Course Project - Phase 4
HYPOTHESIS TESTING 1
Course Project - Phase 3 6
Jessica Seifert
Rasmussen College
January 21, 2018
1. Discuss the process of hypothesis testing.
In statistics and other subjects of learning, the hypothesis is an opinion or a claim on an issue or item which is then tested to find out if it is accurate. The statistical inference to be specific is a conjuncture on a population parameter which then gets checked to find out whether it is correct or not.
2. The eight steps of hypothesis testing
I. Null hypothesis stating
This process involves the creation of a statement that can get defined on the opposite side of the calculated guess towards the research. A good example is where a biologist thinks that using fertilizer will lead to different height for the plants. The null hypothesis, in this instance, will be that there will be no different is plant heights.
II. Alternative Hypothesis
This statement is the opposite of null hypothesis. In our example,
the alternative hypothesis will be that there will be a difference in plant heights.
III. Setting the level of significance
This process is setting the probability of the commitment of a Type 1 error which is arguably the most grievous error one can commit when conducting the exercise. The error gets denoted by α.
IV. Data collection
This part is where the data set gets collected. That implies that the data collection can either be observational or experimental exercises.
V. Test statistic
In this stage, one states what they want to test this could be the sample proportion, sample mean or a difference of the two.
VI. Decision on type of test
The test can either be one or two-tailed. One tail testing is where the error will be found on one side of the data while two-tailed testing is where the error will be on the two side extremes.
VII. Acceptance or rejection regions
This method is where the critical values of the test will be used to determine the rejection or acceptance region of the hypothesis. An appropriate level of significance is used to manage the regions.
VIII. Standardization of the test statistic
This part is where the z-test will assist in the decision making on the rejection and acceptance of the set hypothesis.
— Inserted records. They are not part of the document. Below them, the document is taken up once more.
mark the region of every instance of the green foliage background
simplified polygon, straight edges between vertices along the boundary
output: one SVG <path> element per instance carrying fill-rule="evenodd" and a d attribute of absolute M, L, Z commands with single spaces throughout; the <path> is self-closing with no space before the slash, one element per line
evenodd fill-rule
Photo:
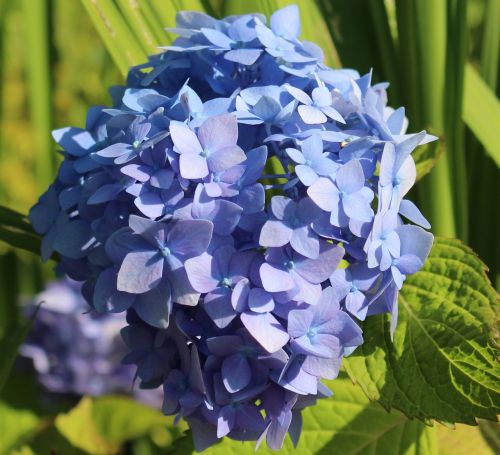
<path fill-rule="evenodd" d="M 174 38 L 163 28 L 176 11 L 269 15 L 289 3 L 329 65 L 373 68 L 410 128 L 440 136 L 415 155 L 422 180 L 411 197 L 443 237 L 405 284 L 394 341 L 386 317 L 366 321 L 334 396 L 304 412 L 298 448 L 287 441 L 282 453 L 499 453 L 497 424 L 475 425 L 500 408 L 498 294 L 487 276 L 498 289 L 500 0 L 0 0 L 0 205 L 27 213 L 56 173 L 50 131 L 106 104 L 107 87 Z M 27 329 L 18 303 L 52 277 L 53 263 L 23 251 L 37 242 L 0 208 L 0 455 L 192 453 L 182 424 L 126 397 L 47 409 L 33 378 L 8 377 Z M 253 451 L 225 441 L 206 453 Z"/>

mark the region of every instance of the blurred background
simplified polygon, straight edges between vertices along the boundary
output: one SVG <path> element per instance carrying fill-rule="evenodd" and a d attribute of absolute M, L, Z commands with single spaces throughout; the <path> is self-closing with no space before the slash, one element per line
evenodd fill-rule
<path fill-rule="evenodd" d="M 301 8 L 302 38 L 320 44 L 329 65 L 373 68 L 376 82 L 391 84 L 389 104 L 406 106 L 410 130 L 441 138 L 438 163 L 411 198 L 435 234 L 479 254 L 498 289 L 500 0 L 0 0 L 0 205 L 28 212 L 56 174 L 51 130 L 82 126 L 90 106 L 108 103 L 107 88 L 123 83 L 130 65 L 171 42 L 163 27 L 176 11 L 269 15 L 289 3 Z M 53 267 L 0 240 L 0 338 L 20 324 L 18 304 L 54 278 Z M 38 412 L 33 376 L 16 374 L 3 403 Z M 0 417 L 0 435 L 1 425 Z M 151 447 L 170 436 L 155 437 Z M 450 441 L 440 453 L 466 453 Z M 468 453 L 488 453 L 475 444 Z"/>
The standardization helps in concluding H0 so that where p-value will be less than less than α, then Accept Ha and Reject H0.
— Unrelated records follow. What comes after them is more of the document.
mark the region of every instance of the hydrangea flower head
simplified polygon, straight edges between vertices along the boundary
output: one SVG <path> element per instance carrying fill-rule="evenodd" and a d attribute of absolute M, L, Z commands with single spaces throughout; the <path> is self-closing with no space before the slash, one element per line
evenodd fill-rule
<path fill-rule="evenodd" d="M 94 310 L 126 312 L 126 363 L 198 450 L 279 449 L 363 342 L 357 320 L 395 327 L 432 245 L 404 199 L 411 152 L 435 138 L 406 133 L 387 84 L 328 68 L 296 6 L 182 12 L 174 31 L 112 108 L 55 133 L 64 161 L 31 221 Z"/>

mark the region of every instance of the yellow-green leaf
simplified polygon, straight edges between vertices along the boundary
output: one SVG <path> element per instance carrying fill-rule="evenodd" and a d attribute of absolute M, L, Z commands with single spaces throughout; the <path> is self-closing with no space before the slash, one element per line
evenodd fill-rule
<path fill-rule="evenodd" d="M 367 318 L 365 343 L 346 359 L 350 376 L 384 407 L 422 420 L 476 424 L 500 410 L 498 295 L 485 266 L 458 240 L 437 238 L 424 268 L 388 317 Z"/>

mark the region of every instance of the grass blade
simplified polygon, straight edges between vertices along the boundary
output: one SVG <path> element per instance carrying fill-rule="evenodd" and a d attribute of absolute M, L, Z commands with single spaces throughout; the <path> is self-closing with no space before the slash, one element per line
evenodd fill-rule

3. Preferred method - P-Value method or Critical Value method? Why?
The critical value is the preferred method as it involves the determination of the unlikeliness or likeliness thereby determining whether the observed test statistic is extreme than the expectation of the null hypothesis was correct. It entails the comparison between the test statistic and a cutoff value known as the critical value. Where the test statistic is found to be extreme than the critical value, the null hypothesis will get rejected, and the alternative hypothesis accepted and vice versa. This method gives a clear explanation on when to accept or reject the null hypothesis.
4. Test the hypothesis for the Minnesota case.
Since σ is unknown, we thus use the t-test which is given by:
t = (Mean –u)/s/√n
Mean = 65,000
From the case scenario, the mean is u = 62,306
And the standard deviation is unknown. Hence we use the sample in scenario 1=19149
Sample size n= 364.
Definition of the hypothesis will be
H0= The average wage for all jobs in Minnesota is equal to $65,000.(μ=65000)
H1= the average salary for all jobs in Minnesota less than $65,000( μ<65000)
Hence t = (65000-62306)/(19149/√364
t = 2694/100.68
t = 2.68
At α = 0.05 with n-1 degree of freedom (364-1)=363 under one tail
t- Value v= 1.658
Since the t-computed (2.68) is greater than t-tabulated (from table=1.658), the null hypothesis will be rejection, and a conclusion made that the average salary for all job categories is lower than $65,000.
5. Null and alternative hypothesis symbolically
H0= μ=65,000
H1= μ<65,000
6. Is the test two-tailed, left-tailed or even right-tailed? Explain…
The test is left tailed since the chances for the average salary being lower than the mean are greater. This part is on the left-hand side of the normal distribution shape.
7. Which test statistic will you use for your hypothesis test; z-test or t-test? Explain.
A t-test will get used because the data gets normally distributed and that the σ is unknown therefore the need for finding the standard error to be able to standardize the average salary.
8. What is the value of the test statistic? What is the P-value?
t=2.68, p-value<0.05.
9. What is the critical Value?
From the table t (.05,263) =1.658
10. What is your decision?
The decision is to reject null hypothesis since the t-computed (2.68) is greater than the t-tabulate found from the table (1.658) at p<.05
11. The conclusion in non-technical terms
The null hypothesis got rejected because there was enough evidence to show that the average salary for all job categories is lower than $65,000.